EXHIBITIONS

特別展 江戸ものづくり列伝 -ニッポンの美は職人の技と心に宿る-

2020.02.08 - 04.05

梨子地藤巴立葵紋散松竹藤文蒔絵行器(なしじふじともえたちあおいもんちらししょうちくとうもんまきえほかい) 江戸時代 18世紀 ベニス東洋美術館蔵

バルディ伯爵肖像 明治22(1889)年 ベニス東洋美術館蔵

浮船作 朱漆塗鼠嫁入蒔絵組盃(しゅうるしぬりねずみのよめいりまきえくみさかづき) 江戸時代 19世紀 ベニス東洋美術館蔵

幸阿弥長重作 綾杉地獅子牡丹蒔絵十種香箱(あやすぎじししぼたんまきえじゅっしゅこうばこ) 慶安2(1649)年 江戸東京博物館蔵

原羊遊斎/蒔絵、酒井抱一/下絵 蔓梅擬目白蒔絵軸盆(つるうめもどきめじろまきえじくぼん) 文政4年(1821) 江戸東京博物館蔵 国指定重要文化財 展示期間=2月28日〜3月8日

戸沢弁司/作 鳥井京山像(とりいきょうざんぞう) 明治時代 19世紀 個人蔵

三浦乾也/作 栄螺形香炉(さざえがたこうろ) 明治時代 19世紀 個人蔵

葛飾北斎/画 山水図巻(さんすいずかん) 江戸時代 19世紀 島根県立美術館蔵 展示期間=2月28日〜3月8日

小林礫斎/作 六瓢提物(むびょうさげもの) 大正~昭和時代 20世紀 江戸東京博物館蔵

 江戸東京博物館は、日本が世界に誇る「ものづくり」をテーマとした特別展を開催。日本初公開となるヨーロッパ貴族バルディ伯爵のコレクション(ベニス東洋美術館所蔵)と、江戸東京博物館の所蔵資料を中心に、江戸に生きた職人たちの名品を紹介する。

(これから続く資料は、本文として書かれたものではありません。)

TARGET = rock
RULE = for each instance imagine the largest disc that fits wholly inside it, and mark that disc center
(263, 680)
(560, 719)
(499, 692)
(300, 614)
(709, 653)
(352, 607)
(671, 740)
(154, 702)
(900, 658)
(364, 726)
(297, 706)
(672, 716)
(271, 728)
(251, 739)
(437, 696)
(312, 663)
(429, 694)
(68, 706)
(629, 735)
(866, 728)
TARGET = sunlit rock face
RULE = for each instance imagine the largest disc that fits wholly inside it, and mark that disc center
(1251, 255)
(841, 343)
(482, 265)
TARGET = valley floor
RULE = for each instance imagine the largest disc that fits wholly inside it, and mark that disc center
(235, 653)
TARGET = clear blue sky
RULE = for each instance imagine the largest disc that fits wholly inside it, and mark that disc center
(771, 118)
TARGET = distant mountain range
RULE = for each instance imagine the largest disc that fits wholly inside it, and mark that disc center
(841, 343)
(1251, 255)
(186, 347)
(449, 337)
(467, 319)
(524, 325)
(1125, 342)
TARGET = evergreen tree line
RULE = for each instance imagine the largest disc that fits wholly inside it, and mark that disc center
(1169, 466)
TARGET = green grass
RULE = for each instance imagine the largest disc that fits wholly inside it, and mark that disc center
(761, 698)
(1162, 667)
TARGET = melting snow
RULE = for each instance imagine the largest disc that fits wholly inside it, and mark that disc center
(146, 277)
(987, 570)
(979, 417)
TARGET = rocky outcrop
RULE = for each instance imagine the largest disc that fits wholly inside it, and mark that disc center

 日本人の暮らしとともにあった日本の伝統美術。四季折々の生活シーンに応じて配される建具や調度品は、人びとに潤いと彩りを与えた。こうした品々に宿る日本人の豊かな遊び心と繊細な美意識は、開国後に日本を訪れたバルディ伯爵ら、日本を訪れた西洋人を一様に驚かせるものだった。

 本展で紹介するのは、江戸が生んだ2人の蒔絵師・原羊遊斎(はら・ようゆうさい)と柴田是真(しばた・ぜしん)、尾形乾山(おがた・けんざん)の陶法を継承し軍艦の建造をも手がけた鬼才の陶工・三浦乾也(みうら・けんや)、葛飾北斎の弟子で、絵師から金工の道に転じた府川一則(ふかわ・かずのり)、そして江戸の職人気質を受け継いで超細密工芸を究めた小林礫斎(こばやし・れきさい)ら特色のある名工たち。

 本展では日本の美をつくり上げた職人たちの仕事と人生に光を当て、日本が世界に誇る「ものづくり」の力の源泉を見つめ直す。(※会期中に一部展示品の入れ替えあり)

※新型コロナウイルス感染症の感染拡大防止のため、3月31日まで開催を休止。再開については公式ウェブサイトにて案内。